Since that afternoon, our first port in South America and our first one of this trip, I’ve had a sore back. It’s gone up and down in inflammation, mostly background noise, but today I torqued it again. This time I can’t move easily, even with some significant pain meds Kate has along. That means that, though Buenos Aires is within walking distance, I can’t walk the distance. So. No wandering around here, which I had very much wanted to do. Mark O. gave me a neighborhood, San Telmo, and it sounds wonderful. Maybe next circumnavigation of South America.

As Evita said, don’t cry for me, Argentina.

Tomorrow we head out onto to the pampas by bus so I’ll see some of it on the way there. Also, we’re here overnight again tomorrow night, so perhaps I’ll have a shot then. Gauchos and boleros.

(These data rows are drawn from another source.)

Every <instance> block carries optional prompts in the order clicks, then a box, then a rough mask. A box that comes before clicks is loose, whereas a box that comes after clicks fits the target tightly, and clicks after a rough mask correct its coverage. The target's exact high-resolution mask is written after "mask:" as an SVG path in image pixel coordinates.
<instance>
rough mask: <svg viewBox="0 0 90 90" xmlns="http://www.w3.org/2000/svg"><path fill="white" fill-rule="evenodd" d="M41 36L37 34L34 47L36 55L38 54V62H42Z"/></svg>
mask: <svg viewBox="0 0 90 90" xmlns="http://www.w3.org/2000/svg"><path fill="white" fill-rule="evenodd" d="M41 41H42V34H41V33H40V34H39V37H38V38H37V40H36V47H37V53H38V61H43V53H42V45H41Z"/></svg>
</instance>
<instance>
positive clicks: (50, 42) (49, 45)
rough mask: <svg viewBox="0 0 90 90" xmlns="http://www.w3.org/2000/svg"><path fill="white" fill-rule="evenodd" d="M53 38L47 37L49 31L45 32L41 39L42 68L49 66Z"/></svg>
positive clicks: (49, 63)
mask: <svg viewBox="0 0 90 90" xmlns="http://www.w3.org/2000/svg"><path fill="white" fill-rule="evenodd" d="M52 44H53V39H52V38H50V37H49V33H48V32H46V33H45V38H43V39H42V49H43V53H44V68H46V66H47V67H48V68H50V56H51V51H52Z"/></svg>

Even so, the travel malaise I spoke about in recent blogs has abated and I’m eager to get outside.

We watched cormorants or grebes today, flying between our ship and the Log-In Pantanal, a cargo ship being loaded just across the way. These birds are fish eaters, with the ability, like loons, to turn and suddenly disappear under the water. When one comes up with a silvery, squiggly catch, the race is on to get it eaten. The others flock to the successful bird, flail around, trying to knock the fish out and eat it themselves. In one scrum I watched the fish passed among five different birds until one of them got that long neck pointed skyward and let the fish slide in.

We are in shirt sleeve weather here, perhaps 80-82 and sunny, a change from the cloudy jacket weather of the Chilean fjords and Ushuaia.

Got good news today. We discovered that our checked bags going home have a 70 pound weight limit. That means we should be able to check bags without penalties and carry our fragile treasures on board.